14 dic. 2010

MATERIAL AUTOREPARABLE

Uno de los argumentos más sugerentes de la ciencia ficción es la capacidad que tienen algunos personajes tipo «Terminator» de recuperarse de sus heridas de manera asombrosa, hasta el punto de estar “sanos” a los pocos instantes y, por supuesto, continuar con su trabajo de seguir matando humanos. Ahora, en la vida real, investigadores de la Universidad Estatal de Arizona trabajan en un nuevo tipo de materiales (polímeros) capaces de recuperar sus formas después de sufrir severos daños estructurales gracias a la utilización de un haz láser infrarrojo y la fibra óptica.
 
Mediante la introducción de una malla de fibra óptica en la estructura interna de estos polímeros, los investigadores han conseguido hacer que los materiales inteligentes sean aún más inteligentes, hasta el punto de que puedan determinar por sí mismos si han sido dañados, dónde han sido dañados, cuantificar el problema y evaluar la forma de comenzar el proceso de restauración automático. Si algo le sucede al material, al punto de llegar a deformar o romper la red de fibra óptica, un láser infrarrojo podría enviar pulsos de calor a lo largo de la red logrando su re-orientación original de manera específica en el área del problema, según explica la web ScienceDaily.
 
Para viajar al espacio
 
Este calor estaría encargado de incrementar la resistencia del material a las deformaciones y favorecería el proceso de restauración (ejecutado por el propio material y aprovechando el calor absorbido) hasta recuperar casi el 96% de su forma y estructura original. Es decir, un material capaz de recuperarse de roturas tales como grietas, con el objeto de “sanar sus heridas”. El objetivo de desarrollar "estructuras autónomas de adaptación" es imitar la capacidad de los sistemas biológicos, como los huesos, intentando que sean capaces de detectar la presencia de daño, detener su progresión, y regenerarse. Otra de las aplicaciones posibles para estos polímeros es la reducción del tamaño de estructuras destinadas a viajar al espacio. Se podrían compactar en pequeñas dimensiones y una vez en el lugar de trabajo, aplicarles energía térmica para que sean capaces de recuperar su forma y tamaño originales.
 
El material ensayado es capaz de incrementar su dureza después de una recuperación térmica en un factor de hasta 11 veces. Las grietas se pueden cerrar utilizando el efecto “memoria de forma” hasta recuperar casi la totalidad del formato y la fuerza original del objeto. De hecho, después de que la grieta se cierra, el nuevo material es casi cinco veces más resistente que el modelo original, a pesar de que ha sido estirado, doblado o fracturado más allá de sus formas originales.
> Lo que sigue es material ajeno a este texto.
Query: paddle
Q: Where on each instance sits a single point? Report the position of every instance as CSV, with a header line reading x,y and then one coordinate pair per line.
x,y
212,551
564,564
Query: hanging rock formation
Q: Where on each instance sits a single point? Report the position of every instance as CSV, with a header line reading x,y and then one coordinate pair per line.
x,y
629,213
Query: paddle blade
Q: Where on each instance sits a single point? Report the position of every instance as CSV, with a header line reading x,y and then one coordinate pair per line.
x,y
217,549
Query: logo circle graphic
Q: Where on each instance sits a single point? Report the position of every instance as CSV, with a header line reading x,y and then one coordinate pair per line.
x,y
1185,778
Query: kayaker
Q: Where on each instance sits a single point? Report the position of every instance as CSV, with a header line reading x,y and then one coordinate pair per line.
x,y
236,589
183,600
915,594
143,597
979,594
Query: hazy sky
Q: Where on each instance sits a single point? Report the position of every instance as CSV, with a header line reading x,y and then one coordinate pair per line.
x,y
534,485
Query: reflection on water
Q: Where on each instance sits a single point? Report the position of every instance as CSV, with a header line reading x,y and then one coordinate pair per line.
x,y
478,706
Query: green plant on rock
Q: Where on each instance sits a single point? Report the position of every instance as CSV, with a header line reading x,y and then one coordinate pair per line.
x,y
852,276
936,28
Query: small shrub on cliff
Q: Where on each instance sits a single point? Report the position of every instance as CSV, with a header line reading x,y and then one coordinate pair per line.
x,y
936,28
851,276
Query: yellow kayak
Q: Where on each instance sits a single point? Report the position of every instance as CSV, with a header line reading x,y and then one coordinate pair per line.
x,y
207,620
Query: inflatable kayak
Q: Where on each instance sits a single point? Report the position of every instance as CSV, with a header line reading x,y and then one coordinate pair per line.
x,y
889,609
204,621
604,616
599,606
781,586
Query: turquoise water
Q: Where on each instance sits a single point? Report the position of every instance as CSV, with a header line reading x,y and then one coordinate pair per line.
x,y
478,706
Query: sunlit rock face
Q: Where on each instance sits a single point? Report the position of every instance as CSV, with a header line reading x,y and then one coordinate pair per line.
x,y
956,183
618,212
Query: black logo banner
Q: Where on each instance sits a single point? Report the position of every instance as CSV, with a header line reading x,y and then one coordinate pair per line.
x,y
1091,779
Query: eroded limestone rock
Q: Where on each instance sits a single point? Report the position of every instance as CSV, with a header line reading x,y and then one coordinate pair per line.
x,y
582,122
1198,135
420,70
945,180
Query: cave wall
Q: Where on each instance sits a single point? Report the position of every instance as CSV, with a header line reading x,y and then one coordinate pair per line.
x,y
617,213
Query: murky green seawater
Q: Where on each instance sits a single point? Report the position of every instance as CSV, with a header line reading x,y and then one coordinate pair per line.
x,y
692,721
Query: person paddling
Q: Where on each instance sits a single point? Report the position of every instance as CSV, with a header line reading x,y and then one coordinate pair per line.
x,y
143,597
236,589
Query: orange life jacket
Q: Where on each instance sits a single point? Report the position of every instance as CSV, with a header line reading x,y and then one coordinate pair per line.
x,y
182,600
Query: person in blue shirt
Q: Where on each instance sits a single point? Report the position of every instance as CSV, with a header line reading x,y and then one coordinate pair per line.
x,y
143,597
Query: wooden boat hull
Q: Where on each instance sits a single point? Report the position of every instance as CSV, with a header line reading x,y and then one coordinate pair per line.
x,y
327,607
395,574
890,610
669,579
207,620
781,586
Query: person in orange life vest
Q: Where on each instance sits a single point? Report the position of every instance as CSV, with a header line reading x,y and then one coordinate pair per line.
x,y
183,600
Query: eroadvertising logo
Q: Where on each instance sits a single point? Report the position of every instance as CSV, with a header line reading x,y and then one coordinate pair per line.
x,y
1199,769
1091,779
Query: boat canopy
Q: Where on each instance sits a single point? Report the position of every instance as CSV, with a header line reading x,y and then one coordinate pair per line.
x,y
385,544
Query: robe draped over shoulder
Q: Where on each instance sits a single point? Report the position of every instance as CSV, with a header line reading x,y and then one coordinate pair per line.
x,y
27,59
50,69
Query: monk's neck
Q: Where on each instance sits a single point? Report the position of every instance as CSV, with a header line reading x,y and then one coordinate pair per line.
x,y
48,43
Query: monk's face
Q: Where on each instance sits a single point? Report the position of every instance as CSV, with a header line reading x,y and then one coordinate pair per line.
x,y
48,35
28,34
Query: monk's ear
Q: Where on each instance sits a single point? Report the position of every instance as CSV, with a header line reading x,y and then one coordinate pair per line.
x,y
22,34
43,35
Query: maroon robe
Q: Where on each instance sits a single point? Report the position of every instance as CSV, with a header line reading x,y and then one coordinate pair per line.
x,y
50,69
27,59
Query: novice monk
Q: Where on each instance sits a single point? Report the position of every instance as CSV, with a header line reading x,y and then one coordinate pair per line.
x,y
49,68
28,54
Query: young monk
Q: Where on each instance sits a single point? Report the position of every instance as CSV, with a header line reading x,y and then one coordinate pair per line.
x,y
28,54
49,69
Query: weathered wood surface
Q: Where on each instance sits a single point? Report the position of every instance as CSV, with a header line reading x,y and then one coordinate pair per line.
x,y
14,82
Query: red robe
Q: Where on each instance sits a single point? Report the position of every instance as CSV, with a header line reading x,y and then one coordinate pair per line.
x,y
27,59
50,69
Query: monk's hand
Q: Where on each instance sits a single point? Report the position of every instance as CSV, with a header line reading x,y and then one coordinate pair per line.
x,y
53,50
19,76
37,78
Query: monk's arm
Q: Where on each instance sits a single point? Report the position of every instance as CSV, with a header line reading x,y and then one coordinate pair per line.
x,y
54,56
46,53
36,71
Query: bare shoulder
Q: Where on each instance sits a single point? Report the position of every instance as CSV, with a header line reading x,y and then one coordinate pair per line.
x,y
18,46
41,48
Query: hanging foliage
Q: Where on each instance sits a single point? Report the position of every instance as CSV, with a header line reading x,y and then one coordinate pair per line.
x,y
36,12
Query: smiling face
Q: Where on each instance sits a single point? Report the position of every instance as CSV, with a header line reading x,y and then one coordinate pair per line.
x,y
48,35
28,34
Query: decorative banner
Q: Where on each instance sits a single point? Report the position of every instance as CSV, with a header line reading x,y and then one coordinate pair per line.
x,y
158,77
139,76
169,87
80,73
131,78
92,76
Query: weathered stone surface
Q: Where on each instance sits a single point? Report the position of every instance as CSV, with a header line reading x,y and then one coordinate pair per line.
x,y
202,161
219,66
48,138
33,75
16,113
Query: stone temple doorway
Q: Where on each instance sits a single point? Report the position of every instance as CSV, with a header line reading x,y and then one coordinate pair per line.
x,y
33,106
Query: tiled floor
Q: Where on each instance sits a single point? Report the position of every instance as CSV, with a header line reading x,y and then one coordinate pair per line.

La transformación de la materia y la curación pueden ser aplicadas, mientras que la estructura está en funcionamiento, hecho que hasta ahora no había sido posible con las técnicas existentes. Sin duda estamos ante un notable avance de los materiales plásticos que favorecerá desde la industria de los juguetes para niños hasta las estructuras de construcción.